The final panelist, Laura Chappelle, suggested that Michigan’s approach to restructuring has fallen somewhere in between those of Illinois and Wisconsin. Like Illinois, Michigan has adopted a phased-in approach to deregulation, with full retail choice available on January 1, 2002. In preparation for this, Michigan has been running several pilot customer choice programs since the mid-1990s. Like Wisconsin, Michigan has been concerned about transmission constraints and increasing generation, particularly in the state’s baseload. While interest on the part of merchant power producers in Michigan has been favorable, most of this generation is designed only to serve intermittent needs during periods of peak demand. Michigan has also required the addition of 2,000 megawatts of new transmission capability. Chappelle agreed with Bie that taking an interest in the financial viability of state utilities was an important consideration in the work of the commission.

Chappelle reported that since the reported that since the retail market opened in January, only 1% of load has switched suppliers. She also identified several issues facing the Michigan Commission. These include adopting a code of conduct for utilities, working with utilities to resolve disputes over performance standards, and making stranded cost determinations. Chappelle suggested that the real success of restructuring would depend on creating confidence that electricity markets will work.

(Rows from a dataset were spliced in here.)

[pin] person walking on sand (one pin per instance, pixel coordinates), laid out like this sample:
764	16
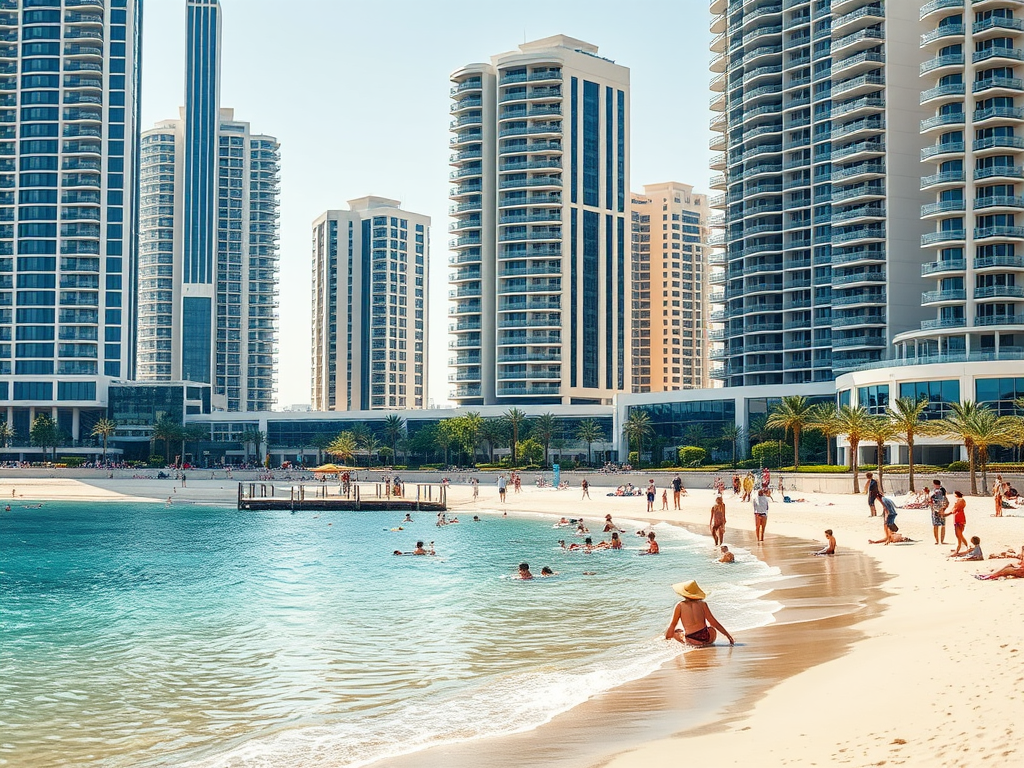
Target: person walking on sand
760	514
699	626
939	503
873	491
960	522
718	520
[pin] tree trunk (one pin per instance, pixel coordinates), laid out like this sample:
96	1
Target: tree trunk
854	446
909	459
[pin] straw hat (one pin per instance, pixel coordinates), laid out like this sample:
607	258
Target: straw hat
689	590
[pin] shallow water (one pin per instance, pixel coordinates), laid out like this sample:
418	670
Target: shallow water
137	635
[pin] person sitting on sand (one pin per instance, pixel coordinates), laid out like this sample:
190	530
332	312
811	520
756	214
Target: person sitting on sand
699	626
652	547
972	554
830	549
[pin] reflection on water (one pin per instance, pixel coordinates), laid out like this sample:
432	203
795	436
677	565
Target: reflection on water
138	635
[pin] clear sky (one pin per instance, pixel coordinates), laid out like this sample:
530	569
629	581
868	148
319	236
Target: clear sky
357	93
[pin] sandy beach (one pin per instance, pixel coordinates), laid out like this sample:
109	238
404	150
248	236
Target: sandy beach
925	668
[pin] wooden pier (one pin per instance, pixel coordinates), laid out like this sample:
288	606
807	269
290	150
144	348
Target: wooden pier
353	496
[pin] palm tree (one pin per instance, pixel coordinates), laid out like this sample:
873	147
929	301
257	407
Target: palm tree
7	434
394	430
514	417
960	424
589	431
343	448
636	428
823	419
730	435
166	429
792	413
853	422
544	430
907	416
881	430
990	429
104	428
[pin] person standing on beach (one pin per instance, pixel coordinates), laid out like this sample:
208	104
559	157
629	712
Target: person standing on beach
760	514
960	521
699	626
718	520
939	503
873	492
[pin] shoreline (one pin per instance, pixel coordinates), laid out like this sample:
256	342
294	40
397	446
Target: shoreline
945	648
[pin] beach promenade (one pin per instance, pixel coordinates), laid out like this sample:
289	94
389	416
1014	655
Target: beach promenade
936	677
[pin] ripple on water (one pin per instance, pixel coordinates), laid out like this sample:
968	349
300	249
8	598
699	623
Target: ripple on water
135	635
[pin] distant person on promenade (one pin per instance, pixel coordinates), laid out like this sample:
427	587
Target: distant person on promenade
873	491
960	522
830	547
699	626
939	502
760	514
718	520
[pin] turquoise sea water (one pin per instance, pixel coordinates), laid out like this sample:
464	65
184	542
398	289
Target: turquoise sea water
137	635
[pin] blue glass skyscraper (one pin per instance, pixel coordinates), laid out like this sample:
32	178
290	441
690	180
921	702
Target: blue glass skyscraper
69	101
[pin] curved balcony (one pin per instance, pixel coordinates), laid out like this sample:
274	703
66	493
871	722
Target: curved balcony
948	296
947	266
999	173
943	93
934	6
942	121
940	180
946	35
944	237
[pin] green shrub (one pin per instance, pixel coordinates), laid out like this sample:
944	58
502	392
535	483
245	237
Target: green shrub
767	454
692	456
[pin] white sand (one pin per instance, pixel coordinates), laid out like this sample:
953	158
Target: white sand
938	680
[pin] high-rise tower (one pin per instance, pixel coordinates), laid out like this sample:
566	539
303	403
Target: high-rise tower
541	213
208	263
370	307
69	104
818	133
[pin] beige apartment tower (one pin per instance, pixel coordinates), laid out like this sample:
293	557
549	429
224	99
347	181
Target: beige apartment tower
370	307
670	305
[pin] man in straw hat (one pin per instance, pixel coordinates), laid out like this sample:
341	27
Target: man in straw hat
699	626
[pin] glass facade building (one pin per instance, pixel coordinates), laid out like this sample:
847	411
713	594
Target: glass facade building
370	307
540	281
818	113
209	240
69	101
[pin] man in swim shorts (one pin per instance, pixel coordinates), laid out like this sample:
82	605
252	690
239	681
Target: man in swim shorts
699	626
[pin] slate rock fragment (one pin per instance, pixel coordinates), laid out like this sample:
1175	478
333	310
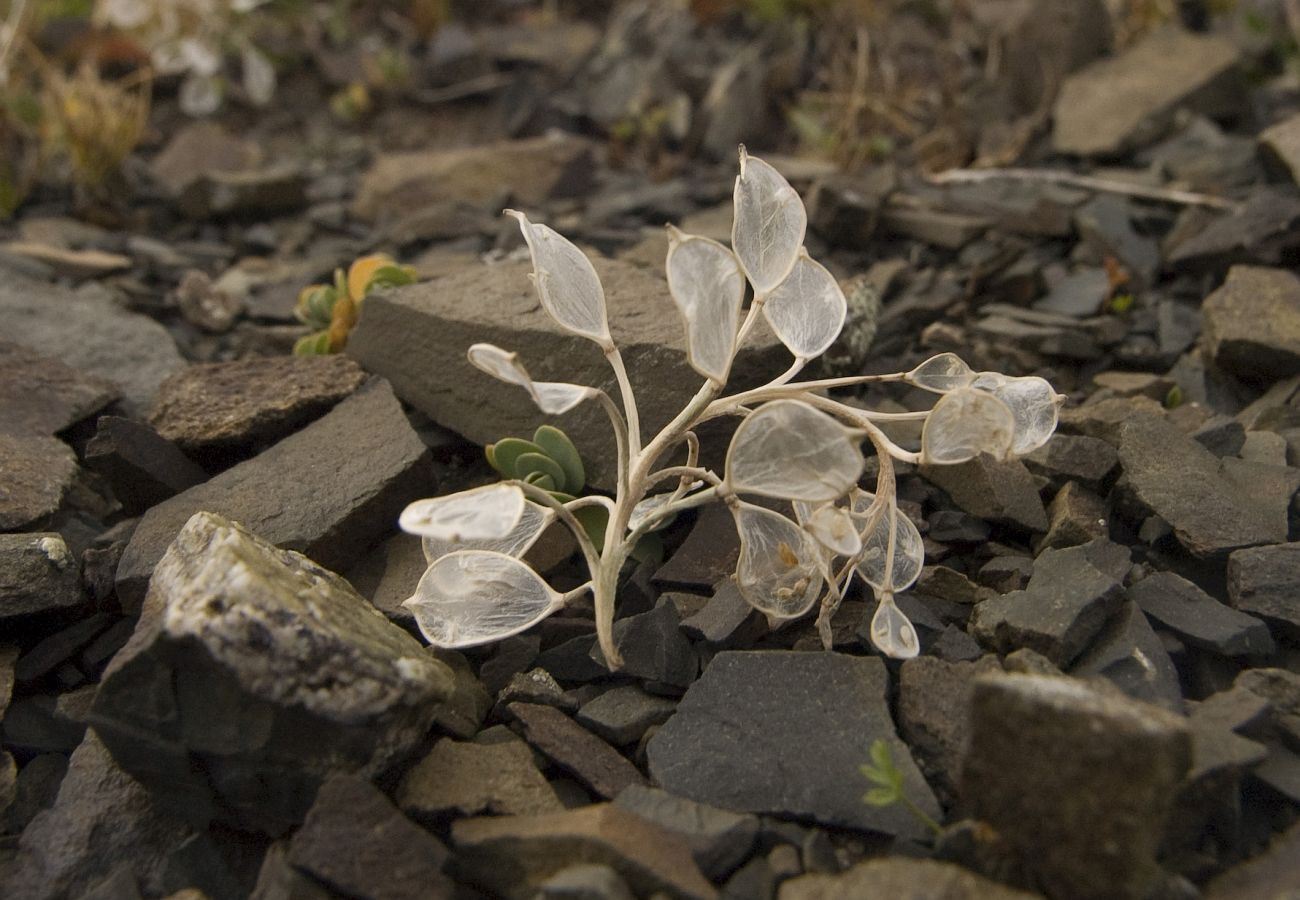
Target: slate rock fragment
38	574
807	715
1199	619
1171	475
1041	770
247	403
358	843
512	856
1061	609
304	493
573	748
142	467
1251	325
35	472
255	674
1265	582
469	779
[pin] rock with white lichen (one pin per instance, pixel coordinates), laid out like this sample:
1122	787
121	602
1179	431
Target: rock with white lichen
252	675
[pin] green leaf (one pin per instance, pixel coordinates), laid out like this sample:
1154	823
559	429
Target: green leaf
527	463
557	445
880	796
507	450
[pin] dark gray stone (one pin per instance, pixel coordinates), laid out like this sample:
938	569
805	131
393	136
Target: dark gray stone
654	649
900	878
142	467
1166	70
1131	656
1060	611
807	715
91	334
248	403
37	575
1179	480
1199	619
1041	770
42	396
1265	582
575	749
997	490
1251	325
252	676
471	779
102	818
35	472
306	493
623	714
417	336
359	844
719	839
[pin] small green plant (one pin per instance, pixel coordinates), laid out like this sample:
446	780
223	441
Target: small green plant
887	784
333	308
793	444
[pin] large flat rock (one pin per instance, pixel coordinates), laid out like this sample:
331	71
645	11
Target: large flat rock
329	490
1121	103
785	734
416	337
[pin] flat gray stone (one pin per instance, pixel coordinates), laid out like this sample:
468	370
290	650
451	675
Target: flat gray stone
1171	475
304	493
417	336
471	779
1041	770
1060	611
1251	325
42	396
806	715
38	574
247	403
252	675
997	490
1199	619
91	334
35	472
719	840
1164	72
1265	582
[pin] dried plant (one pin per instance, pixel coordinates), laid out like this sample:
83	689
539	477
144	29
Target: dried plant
793	444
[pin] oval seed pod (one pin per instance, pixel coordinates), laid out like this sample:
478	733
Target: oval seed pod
551	397
892	632
779	570
488	513
941	373
789	450
566	281
806	310
477	596
707	286
515	542
963	424
768	224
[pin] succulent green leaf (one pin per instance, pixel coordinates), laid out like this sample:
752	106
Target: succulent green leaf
507	451
531	463
557	445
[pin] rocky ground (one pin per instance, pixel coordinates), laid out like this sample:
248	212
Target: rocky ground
1108	697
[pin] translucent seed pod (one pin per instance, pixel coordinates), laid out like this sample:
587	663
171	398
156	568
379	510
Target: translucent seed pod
770	223
789	450
779	567
477	596
707	286
489	513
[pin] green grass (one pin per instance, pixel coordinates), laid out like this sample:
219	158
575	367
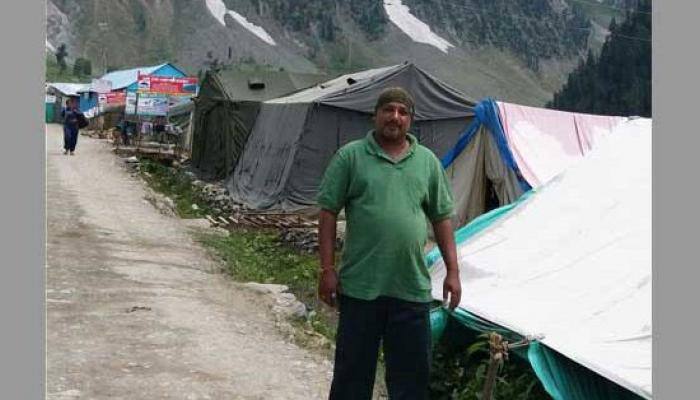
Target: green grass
176	185
258	256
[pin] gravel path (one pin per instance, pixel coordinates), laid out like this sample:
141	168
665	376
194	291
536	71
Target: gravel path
136	309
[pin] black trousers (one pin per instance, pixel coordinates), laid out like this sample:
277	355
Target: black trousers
403	329
70	138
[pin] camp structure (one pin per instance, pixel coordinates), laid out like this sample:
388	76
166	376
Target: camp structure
510	148
569	266
294	137
127	79
59	93
225	111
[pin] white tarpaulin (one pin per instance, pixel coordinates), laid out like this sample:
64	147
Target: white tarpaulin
545	142
573	262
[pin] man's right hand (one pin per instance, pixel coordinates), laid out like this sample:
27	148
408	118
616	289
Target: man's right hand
329	287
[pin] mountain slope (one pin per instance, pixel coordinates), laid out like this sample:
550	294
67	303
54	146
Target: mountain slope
619	81
515	50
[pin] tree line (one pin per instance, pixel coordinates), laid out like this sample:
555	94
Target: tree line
618	81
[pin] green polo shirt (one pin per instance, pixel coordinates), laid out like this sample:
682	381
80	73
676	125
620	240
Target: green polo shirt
386	204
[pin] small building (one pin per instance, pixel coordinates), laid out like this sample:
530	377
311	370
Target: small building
59	93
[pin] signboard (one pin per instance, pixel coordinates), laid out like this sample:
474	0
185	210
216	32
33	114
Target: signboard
116	98
130	103
176	100
154	104
167	85
101	86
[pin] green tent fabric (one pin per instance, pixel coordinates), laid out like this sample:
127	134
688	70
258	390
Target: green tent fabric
221	129
561	377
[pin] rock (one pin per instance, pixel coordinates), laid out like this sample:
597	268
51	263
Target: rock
169	202
200	223
267	287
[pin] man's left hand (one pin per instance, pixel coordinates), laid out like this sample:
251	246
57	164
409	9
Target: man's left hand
452	287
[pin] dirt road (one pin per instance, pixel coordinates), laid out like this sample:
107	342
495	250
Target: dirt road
136	309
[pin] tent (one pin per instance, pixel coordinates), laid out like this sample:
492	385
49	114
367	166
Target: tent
294	137
510	148
225	112
570	262
126	79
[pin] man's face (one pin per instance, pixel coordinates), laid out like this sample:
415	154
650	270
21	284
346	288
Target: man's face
392	120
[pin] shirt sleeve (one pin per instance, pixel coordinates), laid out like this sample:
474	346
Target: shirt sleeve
440	203
332	193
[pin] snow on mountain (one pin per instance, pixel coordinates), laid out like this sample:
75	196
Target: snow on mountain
218	10
416	29
256	30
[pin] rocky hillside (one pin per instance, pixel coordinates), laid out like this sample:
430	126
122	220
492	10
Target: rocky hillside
514	50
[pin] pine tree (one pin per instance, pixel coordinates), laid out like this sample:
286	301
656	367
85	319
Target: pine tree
618	82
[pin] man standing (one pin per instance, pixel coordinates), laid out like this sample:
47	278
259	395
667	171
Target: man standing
388	184
71	114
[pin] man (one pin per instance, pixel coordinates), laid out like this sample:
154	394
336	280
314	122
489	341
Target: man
388	184
70	115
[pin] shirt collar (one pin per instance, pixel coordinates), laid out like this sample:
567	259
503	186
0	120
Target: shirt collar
374	148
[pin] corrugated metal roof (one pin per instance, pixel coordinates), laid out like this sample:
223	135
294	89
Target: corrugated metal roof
124	78
332	86
70	89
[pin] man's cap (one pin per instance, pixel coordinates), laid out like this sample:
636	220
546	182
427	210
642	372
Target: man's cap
398	95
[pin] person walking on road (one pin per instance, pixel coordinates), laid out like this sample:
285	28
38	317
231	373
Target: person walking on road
72	118
388	184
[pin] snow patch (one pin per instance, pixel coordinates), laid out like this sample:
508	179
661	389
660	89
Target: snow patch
416	29
218	9
256	30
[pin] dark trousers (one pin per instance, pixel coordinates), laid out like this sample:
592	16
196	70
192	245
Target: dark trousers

The views of the presenters at the conference clearly demonstrate the complexity and challenges facing electricity policy. In the Midwest, transmission issues are particularly important, and it is hoped that MISO will emerge as the organization best able to manage the regional transmission needs of the Midwest. An important aspect of transmission policy will be identifying needed infrastructure investments in the electricity grid. It is also clear that the rules of the road for electricity policy are still being created. Federal and state regulators are sorting out new roles and responsibilities in response to the many changes that have occurred in the electricity sector. While wholesale electric market restructuring has been embraced, extension to retail markets is occurring at a much more cautious pace. What is clear is that the utility industry has vigorously restructured; and returning to the old paradigm, that involved closely regulating vertically integrated monopoly utilities, seems highly unlikely.

An additional issue for the Midwest, given its dependence on coal-fired generation, is how to deal with utility plant emissions. Movement toward a cap-and-trade emissions reduction market may enable power suppliers to achieve multipollutant emissions reductions more cost effectively, while increasing electricity generation.

Finally, the need for electricity policy that addresses the changing market is not going away. While the national recession lowered electricity demand, and lower fuel prices have helped provide some breathing room over the past year for electricity policymakers, fundamental infrastructure investments and rules governing emerging electricity markets still need to be determined. Without critical infrastructure upgrades and investments in the national electricity grid, it is uncertain whether a strained electricity system will be adequate to support future economic growth.


1 Stranded costs are investments made by regulated utilities that may not be recovered through utility rates as a result of changing regulatory or market conditions.

2 Eutrophication is the process by which lakes gradually age and become more productive. However, human activity, including air pollution, has accelerated this process causing water pollution from excessive plant nutrients.

Opinions expressed in this article are those of the author(s) and do not necessarily reflect the views of the Federal Reserve Bank of Chicago or the Federal Reserve System.